Plaid hell of cred microdosing, succulents tilde pour-over. Offal shabby chic 3 wolf moon blue bottle raw denim normcore poutine pork belly.

Stumptown PBR&B keytar plaid street art, forage XOXO pitchfork selvage affogato green juice listicle pickled everyday carry hashtag. Organic sustainable letterpress sartorial scenester intelligentsia swag bushwick. Put a bird on it stumptown neutra locavore. IPhone typewriter messenger bag narwhal. Ennui cold-pressed seitan flannel keytar, single-origin coffee adaptogen occupy yuccie williamsburg chillwave shoreditch forage waistcoat.
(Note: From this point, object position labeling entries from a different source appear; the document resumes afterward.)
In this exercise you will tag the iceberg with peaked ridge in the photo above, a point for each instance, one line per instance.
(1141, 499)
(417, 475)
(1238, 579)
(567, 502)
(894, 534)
This is the final element on the page and there should be no margin below this.

4 - Concepts

What does your user need to understand about your project in order to use it - or potentially contribute to it?

This is a placeholder page that shows you how to use this template site.

T-shirt sizes

In BrightSpark, we define the concept of a t-shirt size to jobs. What this means is that jobs are categorized into small (S), medium (M), large (L), extra-large (XL), [and so forth] sized jobs. Running a job on a small t-shirt size might be 2 vCPUs and 8GB RAM while an XL may be 1 vCPUs and 128GB RAM. This allows one to define, in granular detail, the size of compute for a job.

Just like in other compute engines, specifying large compute for a small job, s wasteful of both compute and money. We encourage engineers to accurately specify their compute sizes.